Newsflash: Your body consists of about 11 gallons of water which accounts for between 50 and 70 percent of your body weight. Your blood is 85% water, your muscles 80%, your brain 75% and even your bones are 25% water. See how important it is to replenish these repositories with water? How about half your body weight in ounces per day? That should do it.
Dr. Bredesen's 3 causes of Alzheimer's: 1) Inflammation from infection, diet or other causes 2) Decline and shortage of supportive nutrients, hormones and other brain-supporting molecules. 3) Toxic substances such as metals or biotoxins like chemicals, inhalants, pesticides, molds. Then he has a subcategory which he calls "1 ½" which is about sugar and insulin resistance. He thinks that everyone should have a "cognoscopy" at age 50 or so - that consists mostly of targeted labs - and start your preventive program then depending on what your labs reveal.
Here are the lab tests that he (and I) recommend you get: For his Category 1 or Inflammation: Get c-reactive Protein (hs-CRP), Fibrinogen, Homocysteine.
For his Categoy 11/2: You would get fasting glucose, insulin and Hemoglobin A1c. And cholesterol, HDL and triglycerides.
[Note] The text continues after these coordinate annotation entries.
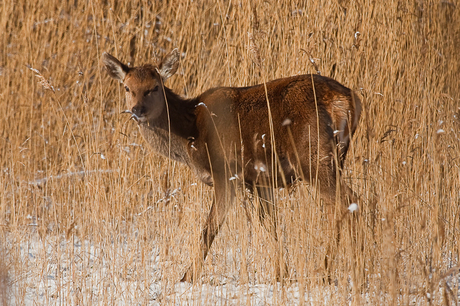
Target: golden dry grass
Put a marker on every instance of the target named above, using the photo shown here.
(88, 215)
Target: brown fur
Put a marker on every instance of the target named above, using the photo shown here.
(224, 135)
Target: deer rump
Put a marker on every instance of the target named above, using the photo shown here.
(266, 136)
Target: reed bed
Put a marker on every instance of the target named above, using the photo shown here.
(90, 216)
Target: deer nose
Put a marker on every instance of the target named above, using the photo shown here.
(139, 110)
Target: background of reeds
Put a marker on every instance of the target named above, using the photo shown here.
(90, 216)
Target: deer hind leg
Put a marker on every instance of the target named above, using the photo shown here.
(268, 219)
(223, 201)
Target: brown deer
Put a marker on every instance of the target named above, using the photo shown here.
(264, 136)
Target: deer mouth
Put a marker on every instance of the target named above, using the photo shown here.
(138, 119)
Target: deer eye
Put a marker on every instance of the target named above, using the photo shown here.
(150, 91)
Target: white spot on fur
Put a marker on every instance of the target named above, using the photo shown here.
(353, 207)
(286, 121)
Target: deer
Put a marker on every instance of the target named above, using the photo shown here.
(264, 136)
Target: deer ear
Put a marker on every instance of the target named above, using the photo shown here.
(169, 64)
(114, 67)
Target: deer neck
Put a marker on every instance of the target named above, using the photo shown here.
(170, 133)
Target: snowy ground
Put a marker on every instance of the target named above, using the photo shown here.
(59, 271)
(56, 271)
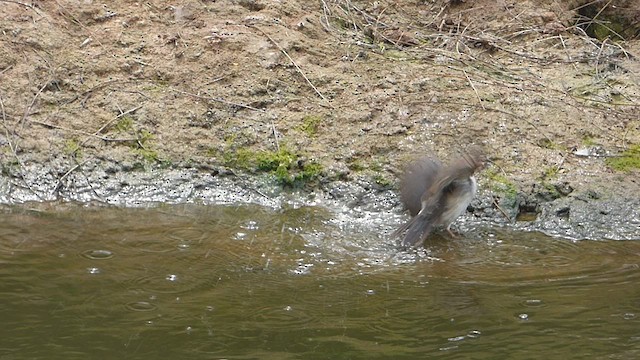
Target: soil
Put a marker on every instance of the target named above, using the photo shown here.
(354, 87)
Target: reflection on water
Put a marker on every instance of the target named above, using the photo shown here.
(250, 282)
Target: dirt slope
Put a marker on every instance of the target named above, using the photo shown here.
(353, 87)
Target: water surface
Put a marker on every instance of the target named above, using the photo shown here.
(249, 282)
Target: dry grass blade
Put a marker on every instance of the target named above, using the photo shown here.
(292, 61)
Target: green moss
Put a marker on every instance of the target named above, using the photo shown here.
(125, 124)
(629, 160)
(382, 180)
(148, 155)
(356, 165)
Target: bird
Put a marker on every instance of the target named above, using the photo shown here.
(436, 194)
For his Category 11 or Decline of supportive nutrients, hormones and other brain supporting molecules: Vitamin D, Thyroid hormones, DHEA-sulfate, cortisol, E2 and progesterone, testosterone.
For his Category 111 or Toxin-related: He suggests some very expensive tests like testing for mercury, lead, arsenic, cadmium, but I can muscle test for those. He does suggest RBC Magnesium which I agree with. (The regular magnesium you get on blood panels is useless; it has to be measured in your red blood cells.)
Next time in our Super Aging series, I will mention what to do if your labs - like mine - are not even close to perfect. No worries. There is help. And in the meantime, please buy his book and start immediately his Ketoflex 12/3 diet plan for the prevention of Alzheimer's. If you already have my KetoPaleo pyramid - on the green sheet - it is identical to his recommendations. Or google the Ketoflex 12/3 Diet.
Newsflash: This pretty much sums up what kind of food you should buy: Chemical and hormone free meat, wild-caught fish, pasture-raised eggs, whole unrefined grains, virgin, unrefined first-press organic oils, whole food, unrefined sweeteners, pure, clean spring water, sea salt, raw and or cultured milk and cream products.